— Повелитель, за что, за что наказываешь преданного слугу своего! Заклинаю богом, который для нас один, заклинаю самым дорогим, что имею — здоровьем Сарочки — вспомни слова поэта:
Ицхак упал на колени, пополз к повелителю и даже попытался схватить туфлю… правую. Шамс ад-Дин, наученный сегодняшним опытом, ловко отскочил, и находись в доме полорогий сайгак, и наблюдай прыжок повелителя, снедаемая желчью, лопнула бы печень несчастного животного, настолько Шамс ад-Дин Мухаммад был хорош в движении, достойном лучших сынов степных троп.
— Молчи, молчи собака! Ты ли продал присутствующему здесь визирю Абу-ль-Хасану прекрасную наложницу, подобную луне в четырнадцатую ночь с родинкой над верхней губой, подобной кружку амбры.
— Э-э-э, — Ицхак почесал бороду. — Повелитель, так мне молчать, или отвечать?
— Ах ты, сын шайтана! Клянусь бородой пророка, клянусь памятью моего отца — храбрейшего Нур ад-Дина, еще до того, как муэдзин прокричит призыв к асру, палачу будет работа!
— Не вели казнить!
— Отвечай!
— Я, я продал присутствующему здесь визирь славного города Ахдада наложницу по имени Зарима, обе половинки ее лба походили на молодую луну в месяц шабан, ее нос походил на острие меча, щеки на анемоны, а рот — на печать Шломо, но разве продажа рабов запрещена вашими законами, разве это поступок достойный того, чтобы беспокоить умелого среди умелых Абульхаира — палача светлейшего султана? Да и взял я за нее всего каких-то двенадцать тысяч динаров, разве это цена за розу среди терновника, ароматный персик среди кислых гранатов — прекраснейшую Зариму.
При упоминании двенадцать тысяч, султан скосил черные глаза на визиря.
Абу-ль-Хасан счел за лучшее внимательно рассмотреть носок своей туфли. Правой.
— Значит, ты подтверждаешь свою вину.
— В чем, в чем она? Только лишь в честной сделке! Подтверждаю.

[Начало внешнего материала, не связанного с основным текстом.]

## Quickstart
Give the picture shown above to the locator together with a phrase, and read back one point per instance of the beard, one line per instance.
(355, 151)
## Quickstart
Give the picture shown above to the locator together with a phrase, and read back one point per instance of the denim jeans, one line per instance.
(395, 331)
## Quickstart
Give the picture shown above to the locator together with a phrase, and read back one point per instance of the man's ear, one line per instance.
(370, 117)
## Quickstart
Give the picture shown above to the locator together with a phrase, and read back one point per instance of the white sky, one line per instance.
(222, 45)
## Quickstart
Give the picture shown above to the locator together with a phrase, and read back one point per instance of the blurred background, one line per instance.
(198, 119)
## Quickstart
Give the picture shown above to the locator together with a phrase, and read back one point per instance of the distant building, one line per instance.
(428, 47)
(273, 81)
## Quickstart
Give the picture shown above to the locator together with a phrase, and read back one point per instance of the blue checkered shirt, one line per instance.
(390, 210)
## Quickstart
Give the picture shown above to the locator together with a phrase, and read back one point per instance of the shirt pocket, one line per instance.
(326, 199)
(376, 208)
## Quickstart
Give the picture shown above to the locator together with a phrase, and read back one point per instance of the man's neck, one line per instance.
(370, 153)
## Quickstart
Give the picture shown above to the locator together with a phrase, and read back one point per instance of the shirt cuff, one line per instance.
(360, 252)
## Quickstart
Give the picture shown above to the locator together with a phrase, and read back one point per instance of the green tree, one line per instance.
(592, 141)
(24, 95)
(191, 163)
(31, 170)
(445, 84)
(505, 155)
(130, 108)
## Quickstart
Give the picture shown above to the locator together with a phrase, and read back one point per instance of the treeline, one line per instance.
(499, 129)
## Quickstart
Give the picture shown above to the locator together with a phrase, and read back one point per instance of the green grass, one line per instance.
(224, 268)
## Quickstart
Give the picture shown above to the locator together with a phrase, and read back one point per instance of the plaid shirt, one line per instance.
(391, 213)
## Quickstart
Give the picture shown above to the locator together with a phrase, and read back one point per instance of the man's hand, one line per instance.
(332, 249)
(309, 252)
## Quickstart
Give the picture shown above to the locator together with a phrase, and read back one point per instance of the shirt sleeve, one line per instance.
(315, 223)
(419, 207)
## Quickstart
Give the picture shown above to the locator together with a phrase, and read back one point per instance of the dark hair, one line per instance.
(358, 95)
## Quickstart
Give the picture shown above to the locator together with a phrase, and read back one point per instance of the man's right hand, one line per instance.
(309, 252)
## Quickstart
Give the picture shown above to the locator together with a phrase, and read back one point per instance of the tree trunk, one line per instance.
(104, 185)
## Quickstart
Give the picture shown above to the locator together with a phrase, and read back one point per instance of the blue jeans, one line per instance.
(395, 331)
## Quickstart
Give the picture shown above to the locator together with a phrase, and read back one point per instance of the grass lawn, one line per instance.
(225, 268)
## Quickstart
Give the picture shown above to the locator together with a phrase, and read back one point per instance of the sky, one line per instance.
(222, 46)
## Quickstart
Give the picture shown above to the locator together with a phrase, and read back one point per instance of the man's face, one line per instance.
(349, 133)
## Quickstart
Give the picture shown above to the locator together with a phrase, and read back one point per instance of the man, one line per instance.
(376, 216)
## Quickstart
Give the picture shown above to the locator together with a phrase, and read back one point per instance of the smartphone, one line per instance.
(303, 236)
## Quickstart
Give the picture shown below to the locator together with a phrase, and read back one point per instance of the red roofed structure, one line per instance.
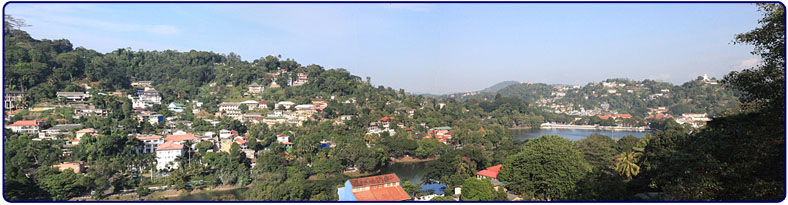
(379, 188)
(27, 123)
(490, 172)
(148, 137)
(25, 126)
(624, 115)
(169, 145)
(180, 138)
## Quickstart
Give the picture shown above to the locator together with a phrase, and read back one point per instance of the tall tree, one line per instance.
(547, 167)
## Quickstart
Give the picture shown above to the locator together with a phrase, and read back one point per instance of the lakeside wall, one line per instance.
(591, 127)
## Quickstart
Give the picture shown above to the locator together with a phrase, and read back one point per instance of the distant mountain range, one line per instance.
(499, 86)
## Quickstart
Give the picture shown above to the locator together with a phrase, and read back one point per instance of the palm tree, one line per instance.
(462, 167)
(625, 165)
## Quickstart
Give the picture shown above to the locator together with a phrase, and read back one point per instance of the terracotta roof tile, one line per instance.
(148, 137)
(491, 172)
(27, 123)
(169, 145)
(374, 180)
(395, 193)
(179, 138)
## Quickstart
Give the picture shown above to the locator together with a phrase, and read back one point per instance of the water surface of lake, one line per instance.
(571, 134)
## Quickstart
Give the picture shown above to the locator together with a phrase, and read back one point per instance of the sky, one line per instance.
(436, 48)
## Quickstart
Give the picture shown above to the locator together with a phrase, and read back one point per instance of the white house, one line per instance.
(73, 96)
(150, 95)
(256, 88)
(176, 107)
(25, 126)
(282, 138)
(250, 104)
(285, 104)
(167, 153)
(151, 143)
(225, 106)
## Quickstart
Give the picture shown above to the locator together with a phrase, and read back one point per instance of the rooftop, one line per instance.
(169, 145)
(491, 172)
(27, 123)
(65, 127)
(374, 180)
(148, 137)
(181, 137)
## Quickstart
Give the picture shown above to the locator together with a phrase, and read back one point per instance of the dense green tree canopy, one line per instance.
(548, 166)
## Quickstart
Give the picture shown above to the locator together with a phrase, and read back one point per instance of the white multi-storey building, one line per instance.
(167, 153)
(151, 142)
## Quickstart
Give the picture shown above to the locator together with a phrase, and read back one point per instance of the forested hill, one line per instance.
(42, 68)
(622, 96)
(499, 86)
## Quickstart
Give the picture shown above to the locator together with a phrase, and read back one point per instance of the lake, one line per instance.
(571, 134)
(412, 171)
(214, 195)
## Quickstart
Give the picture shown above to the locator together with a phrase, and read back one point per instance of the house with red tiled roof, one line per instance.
(375, 188)
(604, 117)
(623, 116)
(181, 137)
(150, 143)
(167, 153)
(25, 126)
(490, 172)
(77, 166)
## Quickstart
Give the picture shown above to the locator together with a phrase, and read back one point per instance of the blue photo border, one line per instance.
(380, 2)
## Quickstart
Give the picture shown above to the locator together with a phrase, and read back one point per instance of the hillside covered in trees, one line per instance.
(738, 156)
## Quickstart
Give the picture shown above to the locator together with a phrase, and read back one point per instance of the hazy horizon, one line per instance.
(434, 48)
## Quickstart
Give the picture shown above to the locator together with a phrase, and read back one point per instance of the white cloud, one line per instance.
(410, 7)
(748, 63)
(63, 14)
(662, 77)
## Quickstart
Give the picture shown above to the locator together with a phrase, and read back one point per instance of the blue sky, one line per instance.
(432, 48)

— В том, что товар — порченный!
Страшен повелитель в гневе. Вдвойне страшен, ибо над Ицхаком стоял не только повелитель, но и оскорбленный мужчина. Абу-ль-Хасан возблагодарил Аллаха за то, что тот отвратил от верного раба своего праведный, вкупе с неправедным гнев Шамс ад-Дина. И хотя обещано каждому правоверному браслеты из золота и одеяния из атласа и парчи и возлияния без последствий, и, конечно же, черноокие гурии, Абу-ль-Хасан не торопился вкусить неотвратимых радостей зеленого рая.
— Э-э-э, в смысле порченный?
— Не притворяйся, о презреннейший среди евреев и грязнейший и ничтожнейший из них, облегчи душу, а даже у неверных она есть, признай вину!
— Если признаю, мудрейший среди султанов сменит праведный гнев на милость?
— Нет.
— Тогда какой, э-э-э, смысл, тем более, что — Бог свидетель, а мой бог тоже не жалует лживые языки, в чем вина моя, ведомо мне не больше, чем глухому от рождения о песнях, слепцу о красках мира, безрукому о…
— Ну хватит! Невольница, что ты продал Абу-ль-Хасану, а он подарил мне, оказалась не… не невинной. Чей-то твердый плуг уже вспахал девственное поле!
— Ах, вот оно что! Мудрейший среди султанов льстит несчастному Ицхаку. Если плуг того и был тверд, память о тех далеких и славных годах давно стерлась, затуманенная более свежими и более приличествующими седой старости делами. Как то — вкусная похлебка из жирной баранины, теплое джуббе, запретное для почитающих Аллаха, но такое сладкое вино…
— Казню, сегодня же, до асра.
— Если и это не убеждает узел мира — султана среди султанов Шамс ад-Дина Мухаммада, — затараторил Ицхак, — пусть он вспомнит мою жену, податливую, словно свежезамешанная глина Сарочку. Ужели шахиншах султанов видит в несчастном Ицхаке огонь отваги, способный вызвать неудовольствие диаманта среди жен — Сарочки. А вспаши я, э-э-э, поле молодой наложницы, а хоть и немолодой, Сарочка обидится, ай как обидится. А ее обида, не в обиду будь сказано светлейшему Шамс ад-Дину, не ровня обиде султана Ахдада, как не равны равнинная река и горный ручей.